STAVOLTA IL PRESIDENTE vi si reca a piedi, attento a non inciampare sui detriti della battaglia campale appena terminata e circondato da un coro di sicurezza di agenti della protezione, militari, forze speciali e cecchini che hanno l’effetto di farlo sembrare ancora più solo e vulnerabile, la versione reality-TV di un tiranno.
Una passeggiata «corazzata» mentre pochi isolati più là la polizia bastona ancora la gente. Arrivato a destinazione Trump prende in mano una bibbia e la mostra tronfio alle telecamere come fosse un arma impropria, prima di rincasare con tutto il corteo. Dissolvenza a nero sugli Usa e il suo presidente da fiction. La prima reazione è quella della reverendo Mariann Budd, vescovo episcopaliano che si dice «indignata» di non aver ricevuto nemmeno un preavviso della visita alla chiesa di cui è «titolare» nonché della sostanza del messaggio inviato dal presidente. «Tutto ciò che ha fatto è stato per infiammare la violenza. Invece di essere guida morale del paese continua a dividerci».
La sceneggiata, con previa dispersione di una manifestazione pacifica viene criticata come rappresentazione plastica dell’abuso di potere. «Trump ha attaccato un assembramento pacifico per fare una photo-op» è il giudizio terso di Kamala Harris.
IL SIPARIETTO TRAGICOMICO non cambia sostanzialmente l’America vera, quella in cui il sopruso razziale si è saldato con la pandemia ed il disastro economico nel crepuscolo liberista.
«Come se la Spagnola del 1918, il crack del 1929 e le rivolte del 1968 stessero accadendo tutti assieme», ha efficacemente sintetizzato il senatore Coons del Delaware.

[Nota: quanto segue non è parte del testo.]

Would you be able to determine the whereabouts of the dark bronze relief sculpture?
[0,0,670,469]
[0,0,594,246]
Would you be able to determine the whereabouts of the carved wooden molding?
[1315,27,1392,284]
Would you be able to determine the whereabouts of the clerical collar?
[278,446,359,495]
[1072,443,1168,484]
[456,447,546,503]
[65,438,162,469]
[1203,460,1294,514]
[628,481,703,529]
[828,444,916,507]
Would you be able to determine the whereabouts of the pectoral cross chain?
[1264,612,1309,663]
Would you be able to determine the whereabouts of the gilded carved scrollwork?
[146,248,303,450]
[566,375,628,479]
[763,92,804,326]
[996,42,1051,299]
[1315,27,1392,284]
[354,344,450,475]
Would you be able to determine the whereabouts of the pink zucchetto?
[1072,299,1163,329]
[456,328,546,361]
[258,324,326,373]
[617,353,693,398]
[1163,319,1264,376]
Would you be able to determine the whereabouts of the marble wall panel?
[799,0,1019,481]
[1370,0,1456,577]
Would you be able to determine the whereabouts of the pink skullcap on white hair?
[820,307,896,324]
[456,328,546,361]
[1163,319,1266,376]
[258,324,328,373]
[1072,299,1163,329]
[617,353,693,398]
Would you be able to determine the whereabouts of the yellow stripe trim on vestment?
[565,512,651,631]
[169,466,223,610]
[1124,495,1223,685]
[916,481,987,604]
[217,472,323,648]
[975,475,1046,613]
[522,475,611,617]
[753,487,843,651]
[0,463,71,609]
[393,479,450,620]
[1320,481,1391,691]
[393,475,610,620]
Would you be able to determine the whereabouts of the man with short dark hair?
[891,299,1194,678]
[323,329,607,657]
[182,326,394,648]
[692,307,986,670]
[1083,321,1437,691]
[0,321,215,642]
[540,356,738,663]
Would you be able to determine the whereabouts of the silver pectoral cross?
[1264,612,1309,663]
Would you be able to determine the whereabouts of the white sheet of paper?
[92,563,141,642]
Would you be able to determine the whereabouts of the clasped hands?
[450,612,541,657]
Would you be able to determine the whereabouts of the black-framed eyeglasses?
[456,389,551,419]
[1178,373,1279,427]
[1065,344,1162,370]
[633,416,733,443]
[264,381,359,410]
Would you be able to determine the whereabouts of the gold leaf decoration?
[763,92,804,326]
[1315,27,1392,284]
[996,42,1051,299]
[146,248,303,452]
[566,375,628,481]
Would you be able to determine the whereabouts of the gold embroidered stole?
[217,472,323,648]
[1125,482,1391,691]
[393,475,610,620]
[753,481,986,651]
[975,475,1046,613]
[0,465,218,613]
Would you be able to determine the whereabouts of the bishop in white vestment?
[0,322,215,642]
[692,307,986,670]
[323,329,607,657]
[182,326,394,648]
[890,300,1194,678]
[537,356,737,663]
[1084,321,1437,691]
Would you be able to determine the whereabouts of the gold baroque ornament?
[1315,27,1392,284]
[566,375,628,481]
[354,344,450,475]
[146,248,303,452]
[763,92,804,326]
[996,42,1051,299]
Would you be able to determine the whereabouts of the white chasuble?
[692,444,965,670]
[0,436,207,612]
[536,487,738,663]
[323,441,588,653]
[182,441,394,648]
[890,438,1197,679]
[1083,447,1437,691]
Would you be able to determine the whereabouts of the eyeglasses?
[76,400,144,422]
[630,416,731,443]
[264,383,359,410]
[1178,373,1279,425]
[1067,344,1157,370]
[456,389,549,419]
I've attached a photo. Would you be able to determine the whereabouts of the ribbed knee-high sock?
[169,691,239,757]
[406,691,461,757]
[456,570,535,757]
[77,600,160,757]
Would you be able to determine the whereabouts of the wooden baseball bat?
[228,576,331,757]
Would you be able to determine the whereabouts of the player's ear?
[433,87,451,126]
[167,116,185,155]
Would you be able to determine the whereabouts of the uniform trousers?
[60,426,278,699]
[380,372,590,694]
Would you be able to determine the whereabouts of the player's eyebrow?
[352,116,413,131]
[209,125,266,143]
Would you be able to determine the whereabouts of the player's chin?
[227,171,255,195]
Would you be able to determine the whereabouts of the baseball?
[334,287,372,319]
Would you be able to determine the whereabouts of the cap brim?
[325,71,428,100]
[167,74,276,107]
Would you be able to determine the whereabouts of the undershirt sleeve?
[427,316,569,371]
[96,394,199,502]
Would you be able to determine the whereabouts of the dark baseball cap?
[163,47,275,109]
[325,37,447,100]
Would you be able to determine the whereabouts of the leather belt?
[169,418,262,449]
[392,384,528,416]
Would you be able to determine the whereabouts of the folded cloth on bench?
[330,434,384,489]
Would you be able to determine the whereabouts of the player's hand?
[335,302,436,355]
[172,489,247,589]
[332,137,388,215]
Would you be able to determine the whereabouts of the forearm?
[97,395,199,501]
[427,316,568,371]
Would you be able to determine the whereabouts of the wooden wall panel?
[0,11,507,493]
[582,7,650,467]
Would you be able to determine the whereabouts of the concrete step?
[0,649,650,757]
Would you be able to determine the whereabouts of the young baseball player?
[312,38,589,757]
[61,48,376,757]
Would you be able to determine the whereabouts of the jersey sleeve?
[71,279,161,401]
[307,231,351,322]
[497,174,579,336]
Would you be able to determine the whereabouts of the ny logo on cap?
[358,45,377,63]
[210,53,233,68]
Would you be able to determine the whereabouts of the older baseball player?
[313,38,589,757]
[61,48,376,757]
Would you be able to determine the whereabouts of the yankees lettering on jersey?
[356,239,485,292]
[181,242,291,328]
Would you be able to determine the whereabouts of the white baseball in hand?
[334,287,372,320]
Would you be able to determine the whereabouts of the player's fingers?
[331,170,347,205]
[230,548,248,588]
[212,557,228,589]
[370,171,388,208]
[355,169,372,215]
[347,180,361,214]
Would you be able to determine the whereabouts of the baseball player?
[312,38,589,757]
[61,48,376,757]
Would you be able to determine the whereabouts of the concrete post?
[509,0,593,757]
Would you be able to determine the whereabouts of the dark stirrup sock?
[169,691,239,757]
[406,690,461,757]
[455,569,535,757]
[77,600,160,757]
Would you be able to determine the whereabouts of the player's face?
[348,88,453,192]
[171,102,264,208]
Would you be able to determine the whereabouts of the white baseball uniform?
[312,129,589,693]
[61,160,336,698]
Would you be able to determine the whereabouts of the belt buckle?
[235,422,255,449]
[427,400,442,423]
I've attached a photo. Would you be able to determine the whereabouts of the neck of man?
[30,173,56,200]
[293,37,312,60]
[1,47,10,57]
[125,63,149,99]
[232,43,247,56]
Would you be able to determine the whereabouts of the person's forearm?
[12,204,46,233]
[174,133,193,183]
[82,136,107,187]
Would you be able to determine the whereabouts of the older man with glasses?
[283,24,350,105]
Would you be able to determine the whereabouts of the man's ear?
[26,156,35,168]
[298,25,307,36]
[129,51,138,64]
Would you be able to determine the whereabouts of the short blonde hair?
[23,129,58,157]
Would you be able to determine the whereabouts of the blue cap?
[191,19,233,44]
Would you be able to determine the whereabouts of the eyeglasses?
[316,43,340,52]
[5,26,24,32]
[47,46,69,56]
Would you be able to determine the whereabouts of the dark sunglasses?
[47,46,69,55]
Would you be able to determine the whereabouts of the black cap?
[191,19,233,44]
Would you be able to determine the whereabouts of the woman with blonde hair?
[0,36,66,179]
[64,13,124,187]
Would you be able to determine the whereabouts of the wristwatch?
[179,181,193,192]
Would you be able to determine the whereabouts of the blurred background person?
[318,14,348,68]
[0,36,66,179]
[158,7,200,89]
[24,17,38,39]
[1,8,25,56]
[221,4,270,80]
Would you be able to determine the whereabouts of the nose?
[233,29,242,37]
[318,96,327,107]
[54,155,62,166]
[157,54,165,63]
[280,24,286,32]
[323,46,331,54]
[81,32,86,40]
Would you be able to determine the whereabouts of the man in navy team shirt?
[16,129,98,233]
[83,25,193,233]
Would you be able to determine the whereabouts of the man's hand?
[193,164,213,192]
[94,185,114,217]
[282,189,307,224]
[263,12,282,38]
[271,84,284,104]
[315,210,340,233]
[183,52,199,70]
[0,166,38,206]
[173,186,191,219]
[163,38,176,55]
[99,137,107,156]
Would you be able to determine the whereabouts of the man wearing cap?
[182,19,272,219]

E come se su questo drammatico scenario presiedesse il leader più squilibrato dell’esperimento americano. Nel vuoto si è inserito ieri Joe Biden, recatosi a Philadelphia per fare quello che da giorni molti reclamavano: offrire una alternativa chiara allo sfacelo trumpista.

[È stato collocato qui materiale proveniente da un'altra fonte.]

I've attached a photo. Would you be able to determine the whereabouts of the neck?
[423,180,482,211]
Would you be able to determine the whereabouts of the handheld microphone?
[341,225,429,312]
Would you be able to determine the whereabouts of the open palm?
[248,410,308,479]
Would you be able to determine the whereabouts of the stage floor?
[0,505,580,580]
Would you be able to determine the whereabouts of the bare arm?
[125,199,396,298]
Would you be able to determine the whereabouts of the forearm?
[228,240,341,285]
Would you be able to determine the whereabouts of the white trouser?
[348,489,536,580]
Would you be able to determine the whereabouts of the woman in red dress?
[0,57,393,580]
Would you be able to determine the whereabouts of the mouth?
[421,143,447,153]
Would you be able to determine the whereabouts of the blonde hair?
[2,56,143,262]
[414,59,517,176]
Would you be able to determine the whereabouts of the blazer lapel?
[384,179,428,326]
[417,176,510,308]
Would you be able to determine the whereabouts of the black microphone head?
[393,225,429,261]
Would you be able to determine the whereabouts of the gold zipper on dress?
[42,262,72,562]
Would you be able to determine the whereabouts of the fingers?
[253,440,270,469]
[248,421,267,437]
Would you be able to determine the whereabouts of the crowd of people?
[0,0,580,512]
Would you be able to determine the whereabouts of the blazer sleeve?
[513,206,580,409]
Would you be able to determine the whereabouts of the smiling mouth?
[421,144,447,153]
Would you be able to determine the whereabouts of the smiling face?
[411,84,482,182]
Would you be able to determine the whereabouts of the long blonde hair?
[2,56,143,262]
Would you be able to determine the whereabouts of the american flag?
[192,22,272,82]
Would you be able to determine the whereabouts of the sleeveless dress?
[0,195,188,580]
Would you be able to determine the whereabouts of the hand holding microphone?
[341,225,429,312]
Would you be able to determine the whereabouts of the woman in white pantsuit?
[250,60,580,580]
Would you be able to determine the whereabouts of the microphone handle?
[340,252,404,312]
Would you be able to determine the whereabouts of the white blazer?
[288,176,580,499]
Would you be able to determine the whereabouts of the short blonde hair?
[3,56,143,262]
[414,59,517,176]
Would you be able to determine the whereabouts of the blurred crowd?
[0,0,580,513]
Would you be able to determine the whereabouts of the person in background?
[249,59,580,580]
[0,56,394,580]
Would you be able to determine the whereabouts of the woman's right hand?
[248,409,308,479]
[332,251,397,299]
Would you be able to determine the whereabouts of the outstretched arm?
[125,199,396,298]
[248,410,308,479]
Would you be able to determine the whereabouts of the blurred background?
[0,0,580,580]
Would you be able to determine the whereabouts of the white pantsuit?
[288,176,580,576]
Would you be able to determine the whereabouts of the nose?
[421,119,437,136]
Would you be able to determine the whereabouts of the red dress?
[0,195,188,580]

«Il paese è disperato per vera leadership», ha esordito l’ex vicepresidente-candidato. «Trump (lo) ha trasformato in un campo di battaglia dilaniato da vecchi rancori e nuove paure. È davvero questo che vogliamo tramettere ai nostri figli e ai nostri nipoti? Siamo una nazione addolorata. Non dobbiamo lasciare che il dolore ci distrugga. Siamo un paese infuriato ma non possiamo lasciare che la rabbia ci consumi». Per una volta la retorica infervorata è parsa commisurata alla gravità della scelta elettorale che si profila sempre più cruciale.